Maynard NELSON and Myrtle Nelson, Appellants,
v.
RELIANCE INSURANCE COMPANY et al., Appellees.
No. 77-702.
District Court of Appeal of Florida, Fourth District.
September 13, 1978.Lawrence U.L. Chandler of Hamilton, James, Merkle and Young, West Palm Beach, for appellants.
Edna L. Caruso of Montgomery, Lytal, Reiter, Denney and Searcy, West Palm Beach, for appellees.
LETTS, Judge.
This cause is affirmed.
Notwithstanding, we are perturbed at the conduct of defense counsel during this trial and had appropriate objections been lodged, particularly during closing argument, we would have reversed because there exist innumerable examples of improper comment and argument. However, we perceive very few instances where remarks by an attorney are of such sinister influence as to constitute reversible error, absent objection. LeRetilley v. Harris, 354 So.2d 1213 (Fla. 4th DCA 1978). Few, if any, objections were lodged about the improper remarks made by defense counsel during closing argument in this case although such remarks were numerous. It would be their cumulative effect that would justify reversal. We noted in the LeRetilley case, supra that objections to a particular course of conduct once made and overruled need not be repeated. However, the remarks here, while all improper, were by no means identical and there was no motion for a mistrial.

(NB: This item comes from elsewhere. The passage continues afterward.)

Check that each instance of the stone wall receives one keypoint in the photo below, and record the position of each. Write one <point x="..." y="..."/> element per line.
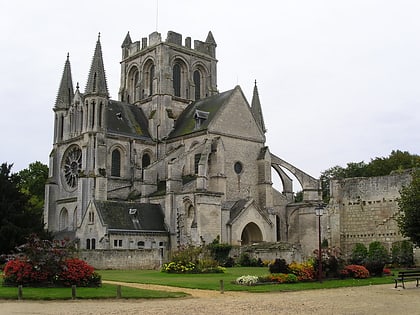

We are distressed at an increasing tendency, by the trial bar, to permit the noble art of trial practice to degenerate into a free-for-all. See Seguin v. Hauser Motor Company, 350 So.2d 1089 (Fla. 4th DCA 1977), and Levin v. Hanks, 356 So.2d 21 (Fla. 4th DCA 1978). However, while all judges are required by judicial dictates to exercise control over a trial, absent proper *362 objections, neither trial, nor appellate judges, can be expected to take on the role of school teachers, continually correcting argument or comment unobjected to by opposing counsel.
We view, with some skepticism, appellant's agonized cries that comment by opposing counsel below deprived him of a fair and impartial trial, when not so much as an objection was deemed necessary upon the occasion of the supposedly fatal utterances. We must assume that silence from experienced counsel is a judgment play predicated on his or her concept of how the trial is going. As such the failure to object constitutes intentional trial tactics, mistakes of which are not to be corrected on appeal simply because they backfire, save in the most rare of circumstances, Haist v. Scarp, 351 So.2d 1120 (Fla. 4th DCA 1977). But see Akin v. State, 86 Fla. 564, 98 So. 609, 612 (1923).
AFFIRMED.
DOWNEY, C.J., and CROSS, J., concur.